The Australian National University (ANU) campus will become a network of new hubs linked by landscaped promenades, with strongly marked connections to the city under a new Master Plan launched today.

Announced by ANU Chancellor and Chair of the Campus Planning Committee, Professor the Hon Gareth Evans AC QC, the plan will guide the comprehensive physical renewal of the ANU campus over the next 20-30 years.

Professor Evans said the plan was the product of intense consultation with staff, students and the ACT Government over the last 18 months, and close attention to the standards set by the world's greatest universities.

"Its implementation will fundamentally transform the look and feel of the campus, taking much more advantage of our magnificent natural bushland setting, better recognising our Indigenous heritage, more successfully integrating architecture and landscape than we have in the past, making the campus much more pedestrian and bicyclefriendly, and building around it more centres of communal vitality like Kambri," Professor Evans said.

"The starting point in preparing this Master Plan was to recognise that we needed one. "For all the formidable achievements of ANU as Australia's and one of the world's leading universities in research, teaching and learning, and policy engagement, we had to recognise the need for comprehensive campus renewal.

"This new plan will spearhead that renewal by addressing three critical needs for the ANU campus: more coherence, more connectivity and more vitality.
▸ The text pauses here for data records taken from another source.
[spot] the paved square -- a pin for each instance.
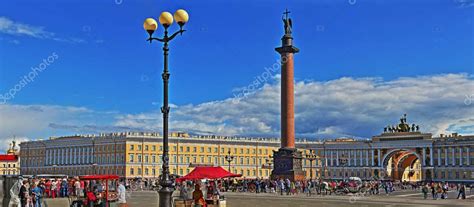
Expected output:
(398, 198)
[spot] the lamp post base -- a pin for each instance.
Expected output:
(165, 196)
(287, 163)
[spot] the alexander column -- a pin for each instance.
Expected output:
(287, 160)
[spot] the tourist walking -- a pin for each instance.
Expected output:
(425, 191)
(121, 191)
(462, 192)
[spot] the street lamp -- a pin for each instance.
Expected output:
(343, 161)
(311, 156)
(150, 25)
(229, 159)
(94, 166)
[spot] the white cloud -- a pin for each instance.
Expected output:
(8, 26)
(345, 107)
(11, 27)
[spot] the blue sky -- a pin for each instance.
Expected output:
(104, 64)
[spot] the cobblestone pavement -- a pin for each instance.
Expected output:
(399, 198)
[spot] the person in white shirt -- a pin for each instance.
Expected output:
(121, 195)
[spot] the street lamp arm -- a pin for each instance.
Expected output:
(180, 32)
(166, 38)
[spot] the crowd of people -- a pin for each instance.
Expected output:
(440, 190)
(32, 192)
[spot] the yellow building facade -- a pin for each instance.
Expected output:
(10, 162)
(134, 155)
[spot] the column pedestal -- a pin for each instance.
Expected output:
(287, 163)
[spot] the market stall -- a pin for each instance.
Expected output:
(209, 173)
(108, 197)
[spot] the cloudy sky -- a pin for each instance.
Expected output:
(84, 67)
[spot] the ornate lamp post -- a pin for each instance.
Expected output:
(343, 162)
(229, 159)
(150, 25)
(311, 156)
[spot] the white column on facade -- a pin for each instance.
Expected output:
(439, 156)
(63, 155)
(423, 162)
(46, 156)
(53, 156)
(468, 156)
(431, 156)
(68, 156)
(56, 156)
(355, 157)
(74, 155)
(79, 158)
(373, 157)
(379, 158)
(325, 158)
(446, 160)
(89, 155)
(366, 157)
(349, 160)
(453, 153)
(331, 158)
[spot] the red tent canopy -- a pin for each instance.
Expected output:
(207, 173)
(99, 177)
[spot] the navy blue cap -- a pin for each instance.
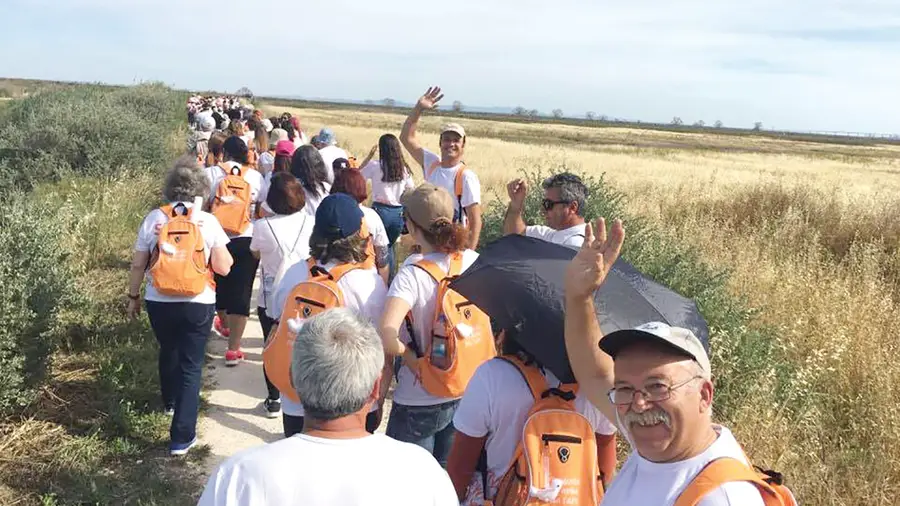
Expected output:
(338, 217)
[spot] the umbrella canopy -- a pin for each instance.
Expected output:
(519, 282)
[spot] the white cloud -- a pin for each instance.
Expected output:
(803, 64)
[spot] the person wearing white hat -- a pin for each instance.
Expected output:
(655, 382)
(447, 170)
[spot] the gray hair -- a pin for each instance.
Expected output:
(337, 359)
(186, 180)
(571, 188)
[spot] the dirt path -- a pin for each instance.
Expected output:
(235, 418)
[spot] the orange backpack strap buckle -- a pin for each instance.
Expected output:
(721, 471)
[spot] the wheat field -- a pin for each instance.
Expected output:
(810, 235)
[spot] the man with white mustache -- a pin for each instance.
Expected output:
(654, 381)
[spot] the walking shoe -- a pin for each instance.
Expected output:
(273, 408)
(176, 449)
(220, 327)
(233, 358)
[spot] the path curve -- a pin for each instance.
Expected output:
(235, 418)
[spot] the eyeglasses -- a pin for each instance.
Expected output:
(548, 204)
(654, 392)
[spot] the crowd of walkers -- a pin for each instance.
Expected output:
(476, 418)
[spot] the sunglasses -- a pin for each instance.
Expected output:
(548, 204)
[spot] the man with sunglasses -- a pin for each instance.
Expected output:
(655, 382)
(562, 207)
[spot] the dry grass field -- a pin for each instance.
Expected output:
(809, 234)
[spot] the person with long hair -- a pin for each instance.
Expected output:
(492, 415)
(352, 183)
(307, 166)
(180, 322)
(233, 292)
(279, 241)
(417, 416)
(391, 177)
(336, 243)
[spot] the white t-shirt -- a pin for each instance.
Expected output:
(446, 178)
(329, 155)
(313, 200)
(376, 227)
(643, 482)
(418, 289)
(572, 236)
(363, 290)
(496, 404)
(386, 193)
(216, 174)
(280, 239)
(313, 471)
(213, 237)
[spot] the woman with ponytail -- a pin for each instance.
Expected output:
(417, 416)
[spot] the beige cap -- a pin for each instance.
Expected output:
(427, 204)
(453, 127)
(681, 339)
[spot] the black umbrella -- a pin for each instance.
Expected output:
(518, 282)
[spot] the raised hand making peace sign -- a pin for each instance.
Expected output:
(429, 100)
(589, 268)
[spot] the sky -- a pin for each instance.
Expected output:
(821, 65)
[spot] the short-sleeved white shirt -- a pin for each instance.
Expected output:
(572, 236)
(275, 237)
(147, 239)
(496, 404)
(363, 290)
(418, 289)
(216, 174)
(644, 482)
(386, 193)
(446, 178)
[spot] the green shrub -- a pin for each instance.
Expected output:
(742, 355)
(37, 284)
(86, 131)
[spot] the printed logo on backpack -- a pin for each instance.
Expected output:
(319, 293)
(461, 337)
(231, 205)
(553, 428)
(178, 265)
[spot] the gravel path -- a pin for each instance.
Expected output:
(235, 418)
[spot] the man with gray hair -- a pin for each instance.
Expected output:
(336, 368)
(563, 204)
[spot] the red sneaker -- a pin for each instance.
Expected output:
(220, 328)
(233, 358)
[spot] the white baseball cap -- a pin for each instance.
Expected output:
(682, 340)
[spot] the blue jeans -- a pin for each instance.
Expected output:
(392, 216)
(181, 329)
(430, 427)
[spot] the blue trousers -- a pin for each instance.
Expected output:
(181, 330)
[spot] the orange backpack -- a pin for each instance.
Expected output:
(231, 205)
(556, 460)
(461, 337)
(725, 470)
(179, 267)
(319, 293)
(457, 187)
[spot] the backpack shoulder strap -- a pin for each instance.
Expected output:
(721, 471)
(532, 376)
(432, 269)
(458, 182)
"And through its seven design principles, the Master Plan will impose a sense of structure across the whole campus - visible bones and joints - which we have never had before.

"Communal interaction, both in working and living, is central to a great university experience. It's also clear that residential accommodation built into the fabric of different parts of the campus is a great way of enlivening spaces. But place-making, of the kind we have achieved with Kambri, doesn't just happen: you have to work at it."
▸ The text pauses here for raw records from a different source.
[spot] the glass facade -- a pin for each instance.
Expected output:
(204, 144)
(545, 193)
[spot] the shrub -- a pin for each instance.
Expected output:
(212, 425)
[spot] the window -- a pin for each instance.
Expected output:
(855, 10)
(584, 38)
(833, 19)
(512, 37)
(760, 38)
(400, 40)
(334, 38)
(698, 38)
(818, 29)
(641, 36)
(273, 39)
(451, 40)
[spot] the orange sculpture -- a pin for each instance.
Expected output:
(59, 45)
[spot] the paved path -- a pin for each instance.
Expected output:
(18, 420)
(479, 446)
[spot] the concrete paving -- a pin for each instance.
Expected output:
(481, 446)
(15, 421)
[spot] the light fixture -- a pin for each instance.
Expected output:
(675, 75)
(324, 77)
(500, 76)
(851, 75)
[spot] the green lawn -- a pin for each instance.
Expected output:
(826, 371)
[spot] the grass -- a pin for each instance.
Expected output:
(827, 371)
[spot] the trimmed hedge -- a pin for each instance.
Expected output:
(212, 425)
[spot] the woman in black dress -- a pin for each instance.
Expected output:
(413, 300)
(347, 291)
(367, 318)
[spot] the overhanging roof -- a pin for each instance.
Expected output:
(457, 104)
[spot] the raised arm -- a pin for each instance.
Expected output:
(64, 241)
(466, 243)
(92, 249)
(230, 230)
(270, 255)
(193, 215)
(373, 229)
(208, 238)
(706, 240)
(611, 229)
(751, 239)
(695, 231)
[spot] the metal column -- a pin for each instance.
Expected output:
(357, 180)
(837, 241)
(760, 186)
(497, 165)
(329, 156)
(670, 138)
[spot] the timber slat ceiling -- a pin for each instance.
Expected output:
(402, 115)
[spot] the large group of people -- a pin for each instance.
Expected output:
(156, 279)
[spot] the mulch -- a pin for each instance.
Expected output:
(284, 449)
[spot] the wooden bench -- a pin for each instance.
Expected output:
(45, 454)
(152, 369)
A distinctive feature of this Master Plan, is that it contains a detailed implementation strategy, identifying capital works in three separate streams, Professor Evans said.

The first stage of projects will be delivered between 2019 and 2023, with a second phase extending for many years beyond that. The Plan identifies a third stream of "opportunity projects" which can be undertaken at any stage as resources permit.

"Of course these lists can and will change over time, but they give plenty for our planners and administrators to get their teeth into right now," Professor Evans said.

The Master Plan is based on seven key principles: clearly defined hubs; landscaped promenade links; a vehicle restricted heart; strong city connections; harmonious ANU-

distinctive design; vibrant living and working environments; and environmental sustainability.